Related to:
Opinion

Opinion Opinion 92-5

Date: 08/04/1992
Organization: Massachusetts Supreme Judicial Court

Ethical Opinions for Clerks of the Courts

Additional, more detailed, discussion on issues raised in #92-4.

Dear Clerk:

The Committee acknowledges receipt of your letter of June 3, 1992, requesting that the Committee review your previous April 13, 1992 request for advice and the Committee's response of May 27, 1992 in light of an Informal Opinion received by you from the State Ethics Commission. The Committee considered your request at its last meeting. After review of your letters and of the Informal Opinion which you enclosed, it continues to be the Committee's opinion that involvement by you, a Assistant Clerk-Magistrate, in the business of a private court system would be the sort of business and/or financial activity prohibited by Canons 4(c) and 5(c)(1) of the Code of Professional Responsibility for Clerks of Court.
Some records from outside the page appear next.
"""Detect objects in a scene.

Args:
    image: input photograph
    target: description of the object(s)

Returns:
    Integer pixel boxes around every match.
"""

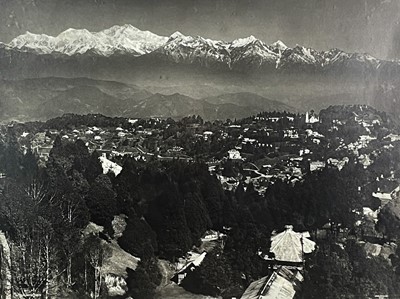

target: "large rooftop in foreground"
[240,267,303,299]
[270,225,316,263]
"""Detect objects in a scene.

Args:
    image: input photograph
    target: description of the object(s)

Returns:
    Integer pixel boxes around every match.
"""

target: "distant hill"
[0,77,149,122]
[126,93,203,119]
[38,85,126,117]
[0,78,294,122]
[204,92,294,112]
[125,92,294,120]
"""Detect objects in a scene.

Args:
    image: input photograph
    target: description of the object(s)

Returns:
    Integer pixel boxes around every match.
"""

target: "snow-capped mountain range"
[3,24,385,71]
[153,30,382,71]
[8,24,168,56]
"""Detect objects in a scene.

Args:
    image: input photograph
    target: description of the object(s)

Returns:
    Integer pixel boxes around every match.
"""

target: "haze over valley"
[1,24,399,122]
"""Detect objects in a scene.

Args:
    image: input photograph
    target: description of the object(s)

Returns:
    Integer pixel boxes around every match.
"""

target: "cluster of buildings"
[11,106,399,201]
[210,109,381,194]
[17,120,192,164]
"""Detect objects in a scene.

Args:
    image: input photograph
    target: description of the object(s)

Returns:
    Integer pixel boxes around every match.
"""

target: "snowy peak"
[102,24,140,35]
[271,40,288,51]
[228,36,279,68]
[9,31,54,54]
[57,28,93,39]
[98,24,168,55]
[231,35,258,48]
[155,31,382,71]
[168,31,186,41]
[165,31,225,48]
[9,25,168,56]
[159,32,281,68]
[158,31,231,66]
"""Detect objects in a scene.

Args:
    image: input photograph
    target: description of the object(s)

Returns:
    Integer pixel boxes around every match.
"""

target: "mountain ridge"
[7,24,168,57]
[3,24,392,73]
[0,77,294,122]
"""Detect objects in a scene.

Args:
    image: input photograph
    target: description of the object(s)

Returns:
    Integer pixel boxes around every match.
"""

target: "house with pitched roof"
[270,225,316,264]
[241,226,315,299]
[372,178,400,206]
[240,267,303,299]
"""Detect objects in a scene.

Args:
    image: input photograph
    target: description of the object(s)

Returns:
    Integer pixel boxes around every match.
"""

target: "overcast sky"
[1,0,400,59]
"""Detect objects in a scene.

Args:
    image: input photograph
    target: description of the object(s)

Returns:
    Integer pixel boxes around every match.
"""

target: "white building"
[228,149,242,160]
[283,129,299,139]
[305,111,320,124]
[310,161,326,172]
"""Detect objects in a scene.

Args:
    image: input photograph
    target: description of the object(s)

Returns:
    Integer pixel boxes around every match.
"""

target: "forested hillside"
[0,107,400,298]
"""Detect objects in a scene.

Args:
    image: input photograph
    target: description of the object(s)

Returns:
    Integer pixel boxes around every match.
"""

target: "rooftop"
[270,225,316,263]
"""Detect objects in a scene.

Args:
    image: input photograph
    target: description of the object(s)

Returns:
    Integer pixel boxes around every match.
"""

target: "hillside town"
[9,105,396,198]
[1,105,400,299]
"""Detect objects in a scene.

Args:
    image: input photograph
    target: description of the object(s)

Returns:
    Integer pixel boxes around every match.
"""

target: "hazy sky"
[1,0,400,59]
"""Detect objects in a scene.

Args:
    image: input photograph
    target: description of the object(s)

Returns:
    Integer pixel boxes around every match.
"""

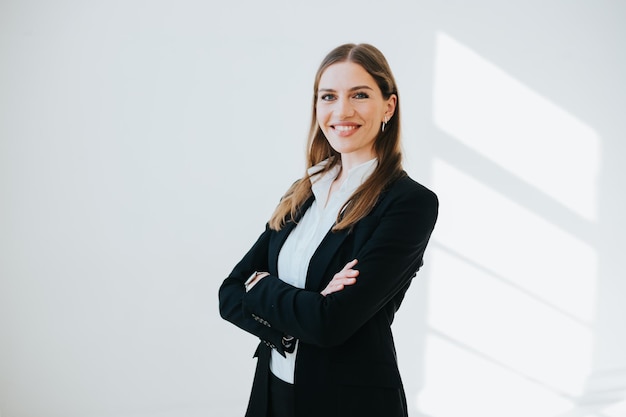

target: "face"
[316,61,396,167]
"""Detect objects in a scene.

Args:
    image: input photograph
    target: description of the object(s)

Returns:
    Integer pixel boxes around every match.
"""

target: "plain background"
[1,1,625,416]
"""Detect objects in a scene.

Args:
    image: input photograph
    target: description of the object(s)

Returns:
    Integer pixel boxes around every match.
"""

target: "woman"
[219,43,438,417]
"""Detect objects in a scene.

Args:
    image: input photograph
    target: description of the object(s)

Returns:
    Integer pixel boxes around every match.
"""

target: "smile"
[332,124,360,132]
[335,125,357,132]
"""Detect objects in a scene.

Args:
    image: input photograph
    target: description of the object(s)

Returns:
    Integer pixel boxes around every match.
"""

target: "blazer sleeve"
[241,183,438,348]
[218,224,288,356]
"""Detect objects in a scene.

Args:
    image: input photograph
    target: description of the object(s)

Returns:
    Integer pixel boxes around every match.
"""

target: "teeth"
[334,125,358,132]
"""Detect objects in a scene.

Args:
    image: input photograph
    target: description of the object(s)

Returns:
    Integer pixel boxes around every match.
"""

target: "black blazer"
[219,174,438,417]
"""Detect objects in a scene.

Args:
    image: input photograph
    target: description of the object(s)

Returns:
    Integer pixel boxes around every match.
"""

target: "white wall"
[1,1,625,416]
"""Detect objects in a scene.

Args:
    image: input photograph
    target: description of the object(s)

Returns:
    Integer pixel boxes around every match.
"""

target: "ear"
[384,94,397,119]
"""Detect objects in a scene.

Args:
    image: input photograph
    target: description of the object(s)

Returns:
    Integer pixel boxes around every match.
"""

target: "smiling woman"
[218,43,438,417]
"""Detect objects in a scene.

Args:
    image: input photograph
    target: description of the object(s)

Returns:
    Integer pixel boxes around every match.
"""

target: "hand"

The Canons are designed to operate prophylactically. The Rules do not await an actual impropriety nor do they depend upon recusal to solve conflicts where the situation is one which "might reasonably create" them. A determination that they apply does not presume any lack of integrity by the Clerk.

Since lawyers and parties to disputes which may already be pending in the court system or could become pending would be the primary clients and sources of business for the private court system, a Clerk-Magistrate's identification with a private, profit-making court system raises numerous concerns. Whether or not the Clerk solicits business from those before the court, attorneys who know of the association might attempt to gain favor through the placement of business. Ties to a private court system could inhibit a Clerk from recommending alternative dispute resolution in a matter for which he might otherwise deem it appropriate. Certainly, the business would involve the Clerk in transactions with lawyers and other persons "likely to come before the Court," in the terms of Canon 5(c)(1).

The Code to which Clerk-Magistrates must conform is somewhat broader in terms of protection of the integrity of the office and also more specific to the role of the Clerk-Magistrate than the provisions of G. L. c. 268A, which were the subject of the Informal Opinion and which it is not for us to interpret. It remains the Committee's opinion that business dealings or interests in a private, profit-making court system by a Clerk-Magistrate would be prohibited by the Code.